Kipling makes it clear to both of these correspondents that he is rather pleased with the poem, and to his father he explains why: ‘A conceit somewhat elaborately beaten out but it amused me in the doing – sign that may be t’will amuse other folks to read.’
The illustrations referred to above can be found on the Internet
A Henry Ford line drawing of two armed soldiers: here
There is map of ‘The British Colonial Empire after the Treaty of Utrecht, 1713 here
George II at Dettingen, 1743 here
Quiberon Bay, 1759 here
Background
The period of time covered by Chapter X opens with the ‘glorious revolution’ of 1688 in which the catholic King James II was replaced by the protestants William III and Mary II. The next sixty or so years saw enormous national expansion, with England’s Union with Scotland in 1707; victorious wars against the French, culminating in the Treaty of Utrecht (1713) which brought England important new overseas territory, especially in Canada; and a substantial growth of imperial power in India. Even all of this is only half of Brown Bess’s story as presented in the poem. To gain a complete historical chronology, it needs to be continued in Chapter XI which deals with the loss of the American Colonies, the long years of the Napoleonic wars, and victory at Waterloo.

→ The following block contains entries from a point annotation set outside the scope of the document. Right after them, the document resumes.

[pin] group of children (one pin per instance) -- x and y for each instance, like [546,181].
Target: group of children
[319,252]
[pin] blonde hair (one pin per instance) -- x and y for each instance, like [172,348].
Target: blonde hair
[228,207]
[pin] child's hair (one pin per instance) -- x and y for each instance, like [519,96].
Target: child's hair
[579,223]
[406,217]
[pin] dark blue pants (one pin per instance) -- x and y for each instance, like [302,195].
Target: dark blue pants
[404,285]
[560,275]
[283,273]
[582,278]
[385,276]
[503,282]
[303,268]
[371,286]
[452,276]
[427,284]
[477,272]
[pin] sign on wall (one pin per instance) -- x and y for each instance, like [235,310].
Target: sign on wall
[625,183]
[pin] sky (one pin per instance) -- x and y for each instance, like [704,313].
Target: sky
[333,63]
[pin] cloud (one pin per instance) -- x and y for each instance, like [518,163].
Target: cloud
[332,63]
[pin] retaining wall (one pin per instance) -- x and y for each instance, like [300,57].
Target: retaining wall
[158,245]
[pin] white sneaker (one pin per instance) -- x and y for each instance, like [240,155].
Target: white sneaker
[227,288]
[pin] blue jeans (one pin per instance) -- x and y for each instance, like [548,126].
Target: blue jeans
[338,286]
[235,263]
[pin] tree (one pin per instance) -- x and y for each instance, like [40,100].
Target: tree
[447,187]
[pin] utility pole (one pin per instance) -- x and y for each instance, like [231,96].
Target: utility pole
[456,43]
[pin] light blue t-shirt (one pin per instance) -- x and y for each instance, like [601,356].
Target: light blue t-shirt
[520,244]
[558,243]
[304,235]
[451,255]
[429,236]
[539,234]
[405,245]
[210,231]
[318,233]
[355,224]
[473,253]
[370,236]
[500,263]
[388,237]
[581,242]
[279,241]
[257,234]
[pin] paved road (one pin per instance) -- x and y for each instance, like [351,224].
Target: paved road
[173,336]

Brown Bess is presented as the heroine of this century of national and imperial expansion, and in more senses than simply one. The female name was given by the soldiers who carried Brown Bess to battle. They would have had many jokes, macabre and bawdy, to make about her, and no doubt some of them are of the kind used by Kipling himself. But what Kipling makes of the female name is entirely his own. In a book written very consciously for children, Kipling’s approach comes over as as unusually daring or ‘adult.’
The entire poem is an elaborate ‘conceit,’ as Kipling himself called it in the letter to his father quoted earlier, based on a comparison between the activities of war and those of courtship. Its full meaning is conveyed by a flurry of puns, double entendres, and allusions. Brown Bess is a powerful weapon of destruction and a sexually attractive woman who, in her own way, is just as destructive as a musket and most certainly as ruthless in her determination to succeed. She is given various roles throughout the poem, some of which are socially accepted, some of which are usually kept hidden, others which Kipling delicately hints at.
Her theatre of operations, her battlefield, is the ballroom, and the poem may have been written with a particular dance rhythm in mind – a method often used by Kipling. It would be interesting to know whether this conjecture is correct. But, whether or not, the dance performed by Brown Bess is the perennial danse macabre or dance of death which introduces yet further allusions to the comparative thrills of war and sex. Perhaps the most remarkable aspect of a very remarkable poem is its jaunty tone. Whether a specific dance or not, it is clearly a very jolly one. And why not? The story, after all, is ultimately one of military triumph which is constantly equated with sexual triumph. With victory in sight, and the final ball/battle over, Brown Bess can relax, fully satisified with the crucial part she has played, and hand on a very successful campaign to a new generation of weapons and women: ‘I have danced my last dance for the world,’ said Brown Bess (line 36).